Don't even ask. I haven't come across anyone willing to admit to that. I've read accounts of groups having to strip to their underwear. There's a "stretch night" where you are categorized and then you have to do a "personality stretch" and convince people that you are the complete opposite of your personality. Imagine a grown woman dancing and lip-syncing to Tina Turner until everyone in the room BELIEVES that you are Tina. Or Madonna. Or Elvis.

I'll close now because I could go on and on about it. Save yourself! Avoid this at all costs!
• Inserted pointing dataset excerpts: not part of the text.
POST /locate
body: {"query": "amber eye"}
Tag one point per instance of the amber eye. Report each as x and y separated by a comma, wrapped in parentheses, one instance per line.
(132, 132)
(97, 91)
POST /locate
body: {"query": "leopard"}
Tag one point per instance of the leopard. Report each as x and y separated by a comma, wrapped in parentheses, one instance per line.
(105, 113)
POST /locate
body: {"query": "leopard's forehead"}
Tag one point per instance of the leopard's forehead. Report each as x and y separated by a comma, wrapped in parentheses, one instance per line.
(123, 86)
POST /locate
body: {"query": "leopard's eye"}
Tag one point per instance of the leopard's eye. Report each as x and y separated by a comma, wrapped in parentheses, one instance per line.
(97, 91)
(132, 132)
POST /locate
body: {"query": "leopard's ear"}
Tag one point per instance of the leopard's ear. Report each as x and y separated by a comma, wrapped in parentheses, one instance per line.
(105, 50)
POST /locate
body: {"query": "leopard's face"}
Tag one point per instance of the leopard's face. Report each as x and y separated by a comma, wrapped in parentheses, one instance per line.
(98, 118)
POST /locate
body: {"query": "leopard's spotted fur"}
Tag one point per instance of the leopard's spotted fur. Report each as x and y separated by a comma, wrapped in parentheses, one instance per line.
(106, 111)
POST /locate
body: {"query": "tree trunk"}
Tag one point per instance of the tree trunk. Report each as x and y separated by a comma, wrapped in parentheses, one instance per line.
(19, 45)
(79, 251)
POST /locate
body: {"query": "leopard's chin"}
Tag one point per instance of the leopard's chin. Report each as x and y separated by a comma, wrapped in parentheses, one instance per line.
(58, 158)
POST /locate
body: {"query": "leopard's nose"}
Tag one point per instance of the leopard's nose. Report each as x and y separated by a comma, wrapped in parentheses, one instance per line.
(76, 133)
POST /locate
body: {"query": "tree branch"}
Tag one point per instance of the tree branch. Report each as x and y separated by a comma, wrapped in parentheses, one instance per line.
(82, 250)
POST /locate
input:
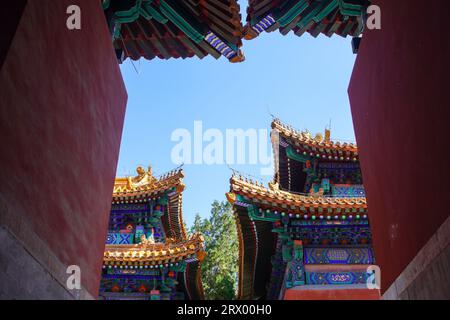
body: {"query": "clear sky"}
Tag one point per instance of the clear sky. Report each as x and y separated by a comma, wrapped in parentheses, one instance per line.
(301, 80)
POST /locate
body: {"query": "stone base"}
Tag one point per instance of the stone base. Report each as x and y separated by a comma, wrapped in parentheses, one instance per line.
(428, 274)
(331, 292)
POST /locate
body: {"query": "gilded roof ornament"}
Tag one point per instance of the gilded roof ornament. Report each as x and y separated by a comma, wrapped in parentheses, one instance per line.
(143, 178)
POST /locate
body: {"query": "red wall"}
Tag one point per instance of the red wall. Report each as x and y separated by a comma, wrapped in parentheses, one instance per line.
(329, 294)
(62, 104)
(400, 100)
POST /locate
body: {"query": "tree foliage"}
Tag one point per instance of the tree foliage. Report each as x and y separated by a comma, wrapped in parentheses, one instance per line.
(220, 267)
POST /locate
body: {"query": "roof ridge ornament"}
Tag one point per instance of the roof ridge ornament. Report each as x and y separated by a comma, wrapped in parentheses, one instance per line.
(143, 178)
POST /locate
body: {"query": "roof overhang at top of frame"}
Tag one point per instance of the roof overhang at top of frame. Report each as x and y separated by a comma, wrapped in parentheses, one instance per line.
(175, 29)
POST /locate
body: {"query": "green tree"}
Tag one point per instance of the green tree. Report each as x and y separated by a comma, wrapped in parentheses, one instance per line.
(220, 267)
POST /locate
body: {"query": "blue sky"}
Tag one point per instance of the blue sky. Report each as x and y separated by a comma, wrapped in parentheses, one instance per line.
(301, 80)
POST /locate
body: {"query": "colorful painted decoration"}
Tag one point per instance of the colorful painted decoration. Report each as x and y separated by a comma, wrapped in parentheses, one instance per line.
(310, 225)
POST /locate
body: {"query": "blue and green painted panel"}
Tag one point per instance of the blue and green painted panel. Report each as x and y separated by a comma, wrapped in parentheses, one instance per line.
(339, 256)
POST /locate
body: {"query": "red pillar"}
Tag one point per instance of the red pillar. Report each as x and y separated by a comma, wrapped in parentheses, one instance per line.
(400, 101)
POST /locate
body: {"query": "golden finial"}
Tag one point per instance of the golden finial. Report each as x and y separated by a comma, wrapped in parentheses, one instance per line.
(327, 135)
(318, 138)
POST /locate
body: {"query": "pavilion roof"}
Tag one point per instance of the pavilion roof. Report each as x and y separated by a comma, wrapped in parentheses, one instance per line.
(126, 189)
(342, 17)
(154, 254)
(318, 145)
(176, 29)
(145, 187)
(280, 200)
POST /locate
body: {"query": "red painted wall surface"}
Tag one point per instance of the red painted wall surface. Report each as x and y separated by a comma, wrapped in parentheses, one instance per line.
(62, 104)
(338, 294)
(400, 100)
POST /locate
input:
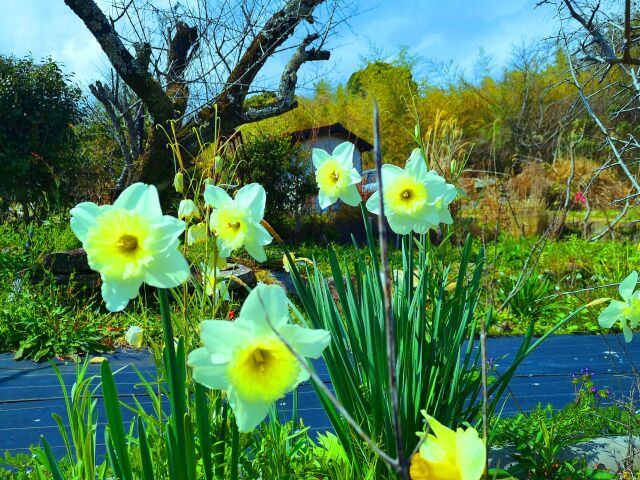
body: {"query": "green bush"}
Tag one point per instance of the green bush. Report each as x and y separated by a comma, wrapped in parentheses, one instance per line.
(39, 147)
(277, 164)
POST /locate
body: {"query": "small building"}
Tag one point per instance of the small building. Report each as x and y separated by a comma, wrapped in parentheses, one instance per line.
(327, 138)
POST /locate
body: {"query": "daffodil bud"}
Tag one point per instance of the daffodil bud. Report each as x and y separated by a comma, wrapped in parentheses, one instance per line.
(178, 182)
(188, 210)
(197, 233)
(218, 163)
(134, 336)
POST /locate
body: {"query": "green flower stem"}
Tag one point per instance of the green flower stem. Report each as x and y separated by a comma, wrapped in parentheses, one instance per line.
(176, 382)
(235, 449)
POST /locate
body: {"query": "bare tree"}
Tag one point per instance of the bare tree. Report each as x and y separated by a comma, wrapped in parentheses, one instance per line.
(601, 42)
(194, 61)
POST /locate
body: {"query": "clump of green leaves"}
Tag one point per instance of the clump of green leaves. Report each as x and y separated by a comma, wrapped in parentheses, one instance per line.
(37, 322)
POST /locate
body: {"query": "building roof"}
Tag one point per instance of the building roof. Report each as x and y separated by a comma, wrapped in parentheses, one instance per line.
(334, 130)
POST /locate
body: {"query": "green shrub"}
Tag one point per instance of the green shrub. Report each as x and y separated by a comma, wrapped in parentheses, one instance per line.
(39, 146)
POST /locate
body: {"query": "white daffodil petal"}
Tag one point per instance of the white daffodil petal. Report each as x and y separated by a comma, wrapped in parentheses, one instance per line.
(400, 224)
(142, 198)
(220, 337)
(389, 172)
(319, 156)
(351, 196)
(628, 285)
(83, 218)
(252, 197)
(117, 293)
(265, 308)
(470, 454)
(325, 200)
(417, 165)
(206, 373)
(609, 315)
(261, 235)
(344, 154)
(256, 250)
(168, 270)
(167, 231)
(373, 204)
(306, 342)
(626, 331)
(216, 196)
(354, 176)
(223, 249)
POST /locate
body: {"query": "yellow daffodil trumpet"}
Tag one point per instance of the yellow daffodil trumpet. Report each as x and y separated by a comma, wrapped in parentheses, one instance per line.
(237, 222)
(336, 176)
(414, 199)
(129, 243)
(449, 455)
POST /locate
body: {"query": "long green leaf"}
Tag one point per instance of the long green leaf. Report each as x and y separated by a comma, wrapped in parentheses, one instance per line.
(114, 419)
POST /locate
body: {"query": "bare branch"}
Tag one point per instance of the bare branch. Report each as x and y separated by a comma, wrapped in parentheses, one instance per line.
(141, 82)
(288, 81)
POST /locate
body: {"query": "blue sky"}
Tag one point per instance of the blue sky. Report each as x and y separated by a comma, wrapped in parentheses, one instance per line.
(441, 31)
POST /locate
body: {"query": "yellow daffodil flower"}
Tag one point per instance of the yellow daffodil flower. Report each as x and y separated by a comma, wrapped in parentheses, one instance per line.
(627, 311)
(336, 176)
(188, 210)
(449, 455)
(131, 242)
(248, 360)
(236, 222)
(414, 199)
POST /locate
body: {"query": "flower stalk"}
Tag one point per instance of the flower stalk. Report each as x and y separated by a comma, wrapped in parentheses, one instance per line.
(402, 466)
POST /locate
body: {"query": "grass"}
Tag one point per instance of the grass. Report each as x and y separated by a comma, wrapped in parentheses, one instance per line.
(39, 319)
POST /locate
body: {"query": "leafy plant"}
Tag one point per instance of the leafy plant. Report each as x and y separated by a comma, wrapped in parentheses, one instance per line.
(39, 108)
(438, 365)
(529, 301)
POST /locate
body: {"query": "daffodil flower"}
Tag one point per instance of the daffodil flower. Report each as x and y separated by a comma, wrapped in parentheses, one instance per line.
(627, 311)
(197, 233)
(213, 285)
(188, 210)
(336, 176)
(248, 360)
(130, 242)
(236, 222)
(134, 336)
(449, 455)
(414, 199)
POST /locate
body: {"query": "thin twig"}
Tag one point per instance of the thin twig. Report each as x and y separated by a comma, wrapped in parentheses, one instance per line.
(386, 285)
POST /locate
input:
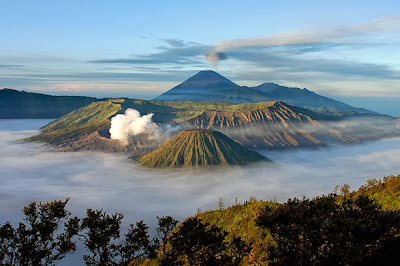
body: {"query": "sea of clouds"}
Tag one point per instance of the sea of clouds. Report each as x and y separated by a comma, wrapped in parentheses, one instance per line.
(110, 181)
~calla~  mom to rosie and gracie

iVillage Member
Registered: 03-19-2003
Thu, 04-13-2006 - 11:54pm

Wow... the saga continues.


Karen ~ wildlucky4me ~

iVillage Member
Registered: 07-08-2004
Fri, 04-14-2006 - 8:44am

I read the link you posted and.....wow! That seems like a dangerous, dangerous "program" to be involved in. It looks frightening! The problem is, this king of brain-washing inevitably end up having a huge impact on the kids. But it sounds like your daughters are very strong, and have you to support them, which is a blessing.


Thank you for the heads-up about these programs!


iVillage Member
Registered: 08-17-2001
Fri, 04-14-2006 - 10:07am

Oh, I agree! And if this "training" is so great, why don't they advertise? The funny thing is that this $*%& was recommended by the marriage counselor that XH and NW are seeing. A licensed therapist who only took the basic course is going around touting this as wonderful! What's wrong with this picture?

~calla~  mom to rosie and gracie

iVillage Member
Registered: 08-17-2001
Fri, 04-14-2006 - 10:17am

Dangerous is an understatement! There was a 2 day period when I had convinced him that he was brainwashed and it was dangerous (I have his email saying "I understand how powerful and insidious this brainwashing stuff is now"). During that time I told him that if he had wanted someone to scream at him, degrade him, and call him names for several hours, that I would have done it for free and he didn't have to pay over $2500 for it!

And remember.... if you encounter anyone who's involved in this stuff, the first thing they'll say to you is "I'm not brainwashed" because you know, all those Moonies run around saying "I'm brainwashed! I'm brainwashed!!"